Steve Dobson, GrowthInvest, said: “Hunt continues to demonstrate his commitment to supporting growth and innovation within the UK economy. Notable assistance to growth companies came via improvements to the capital allowances system and increased support for R&D. This alongside an increased commitment to the Levelling Up campaign with the development of 12 new Investment Zones around the UK. Importantly, he confirmed that within the Autumn Statement he would set out plans to make pension capital available for investment into growth companies.
“Finally, great news that there was confirmation of the extensions to the SEIS scheme as per the announcement first made on 23rd September 2022.”
Toby Ryland, Corporate Tax Partner at the accountancy firm HW Fisher said:“The Chancellor has missed a huge opportunity to ease the pain for all small businesses across the country – not just those in the new investment zones.
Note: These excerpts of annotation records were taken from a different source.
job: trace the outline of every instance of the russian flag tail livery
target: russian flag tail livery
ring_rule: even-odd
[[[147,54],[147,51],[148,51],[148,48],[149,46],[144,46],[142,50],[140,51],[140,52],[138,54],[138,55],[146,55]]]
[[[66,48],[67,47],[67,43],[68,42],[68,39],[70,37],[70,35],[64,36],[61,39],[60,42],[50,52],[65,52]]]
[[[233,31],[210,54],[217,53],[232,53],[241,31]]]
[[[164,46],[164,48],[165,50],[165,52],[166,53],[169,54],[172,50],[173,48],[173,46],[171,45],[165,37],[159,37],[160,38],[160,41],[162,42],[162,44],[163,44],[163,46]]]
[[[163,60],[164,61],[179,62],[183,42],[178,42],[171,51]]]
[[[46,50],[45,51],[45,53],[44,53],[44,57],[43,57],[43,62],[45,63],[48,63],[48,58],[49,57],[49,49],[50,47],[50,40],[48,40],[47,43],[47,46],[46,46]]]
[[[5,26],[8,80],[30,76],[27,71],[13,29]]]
By deciding to go ahead with the corporation tax rise from April 1st, the Chancellor has added an extra burden to British businesses at a time when they need all the help they can get.
“Full capital expensing is a very welcome measure to encourage investment, but we’ll need to see the small print to see how much this benefit in reality offsets the increase in corporation tax. At the least it will bring a long overdue simplification of the current complex rules around capital allowances.”
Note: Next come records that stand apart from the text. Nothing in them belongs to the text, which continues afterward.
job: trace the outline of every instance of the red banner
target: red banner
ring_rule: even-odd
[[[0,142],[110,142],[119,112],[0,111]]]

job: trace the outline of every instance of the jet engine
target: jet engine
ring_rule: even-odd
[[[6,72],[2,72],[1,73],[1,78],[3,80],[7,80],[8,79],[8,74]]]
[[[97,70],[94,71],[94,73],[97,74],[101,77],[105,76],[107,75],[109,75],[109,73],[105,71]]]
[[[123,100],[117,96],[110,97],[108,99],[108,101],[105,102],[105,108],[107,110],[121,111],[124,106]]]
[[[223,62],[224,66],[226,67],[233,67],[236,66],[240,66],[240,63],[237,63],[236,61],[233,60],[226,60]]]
Lauren Thomas, Glassdoor’s UK Economist said:“The UK sorely needs a ‘back-to-work’ budget to combat the rising millions who are economically inactive. A too-tight labour supply has restricted economic growth – exacerbated by the high numbers of long-term sick, retirees, and working parents who’ve left the jobs market. Otherwise we are headed for long-term declines in productivity.
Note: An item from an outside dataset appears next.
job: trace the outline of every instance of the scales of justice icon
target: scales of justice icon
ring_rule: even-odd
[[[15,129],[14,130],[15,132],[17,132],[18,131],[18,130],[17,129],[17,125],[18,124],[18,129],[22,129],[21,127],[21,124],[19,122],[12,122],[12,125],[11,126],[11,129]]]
“Severe labour shortages in the UK are a long-term problem that need immediate solutions. Still, the Chancellor has his work cut out for him with issues such as the UK’s ageing population driving retirement figures beyond his control. Childcare for working parents and training for early retirees are a good start, but what impact this will have remains to be seen.
“The path ahead will not be easy: hiring will remain difficult throughout 2023, those who want to work will need more support and continued long-term thinking will be needed to meet the staffing crisis we face head-on.”
Jonathan Prescott, partner at Praetura Ventures, commented on the Spring Budget: “The changes to the research and development (R&D) tax credit scheme are an example of giving with one hand while taking away with the other. It’s not yet clear which businesses will qualify for the enhanced credit package, so it’s likely huge swathes of Britain’s SME community – that would otherwise be primed to invest in innovation – will now have limited access to the support. By incentivising larger businesses more than the wider start-up community, the Treasury risks undermining the Chancellor’s vision to “make the UK home to the next Silicon Valley.”
“In a more welcome development, the news that the £1m prize for the most innovative AI research will be dubbed the ‘Manchester Prize’ is a great recognition of the region’s momentum in this space, and a tribute to the many pioneering early-stage businesses based here.”